I used to be so afraid of rejection that I’d rather let go of a goal or vision than hear the word, “no”. On closer examination, most of my requests have been granted, but asking still doesn’t come easily. Consider the acronym for fear, which is at the root of my resistance: False Evidence Appearing Real. I fabricate reasons why so-and-so would never want to help me out. My name is Jane, and I make things up.
In building my new art business this past year (plus), I jotted down several occasions where I reached out for help in spite of my doubts. The twist here is that the ask-ee is invariably delighted to hear the appeal and be of service. I know I am thrilled to receive an inquiry for something I’m able to contribute, but I don’t automatically think it works in reverse.
During one of my fellowship meetings there is a round robin where each person states two action steps they’ve taken that week on behalf of their work. It’s an inspiring 15-20 minutes hearing about grants applications completed, contracts signed, vacations taken, chapters written, etc.
One man’s actions regularly caught my attention as he talked about his evolving passion for painting. Though we’d never had a private conversation, we were known to each other through the group. I texted him, Hawmi Guillebeaux, last September to ask if he might be my Arts Action Partner. I loved his energy, enthusiasm and humility about the art he was pursuing. Somehow a texted no wouldn’t hurt that much.
But, he said “yes”, and we’ve been comparing notes every Monday night for almost a year now. Each of us takes 7 minutes to describe our week using creativity as the perspective. The listener gives feedback for 3 minutes; then we reverse roles. What frequently happens is that the one sticking point I mention is addressed and aided by his experience, reflection or suggestion. He’s many years younger, knows MUCH more about Instagram than I do, and encourages me mightily in that direction. When I was ready to send off a completed pillow and kinda wanted to simply shove it into a UPS box with brown paper, he asked me a simple question. “How about you pretend that you’re shipping it to God?”
Phew! Changed everything! I honored his suggestion, contemplated how best to wrap this special order and gave it my all-time best effort. What a difference a simple question can make!
I asked another friend if she would construct the pillows for me as I don’t own a sewing machine. She happily agreed and heaped praise on each item I brought her. A dear acquaintance in Connecticut mentioned having beads, buttons and bric-a-brac, and I invited her to share them with me, which she did. Every time I use a particular metal button, I think of Jen.

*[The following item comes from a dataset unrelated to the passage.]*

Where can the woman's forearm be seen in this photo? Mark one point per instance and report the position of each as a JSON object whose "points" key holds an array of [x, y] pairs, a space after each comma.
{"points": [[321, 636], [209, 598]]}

Customer service reps are easier to ask questions of, including the kind person at Vistaprint who helped me get my new business cards right. The term ‘suffering in silence’ used to be my M.O., but I think of the results I want and move past that victim-y place.
Although she wasn’t able to say yes, I called a friend in Connecticut to see if she’d work on a video of me as an artist. I loved her work with a mutual friend, but the timing wasn’t right. Turns out, I’m just now working on a simple video and the timing is perfect.That rejection didn’t even hurt. It’s the anticipation of the refusal and what I invent for the reason that create the negative feelings I have around asking.
It doesn’t get easier to ask, but repetition does reduce the odds of denial.
My mission: Inspiring others, particularly women, to no longer apologize for who they are, their appetites and their desire to express themselves.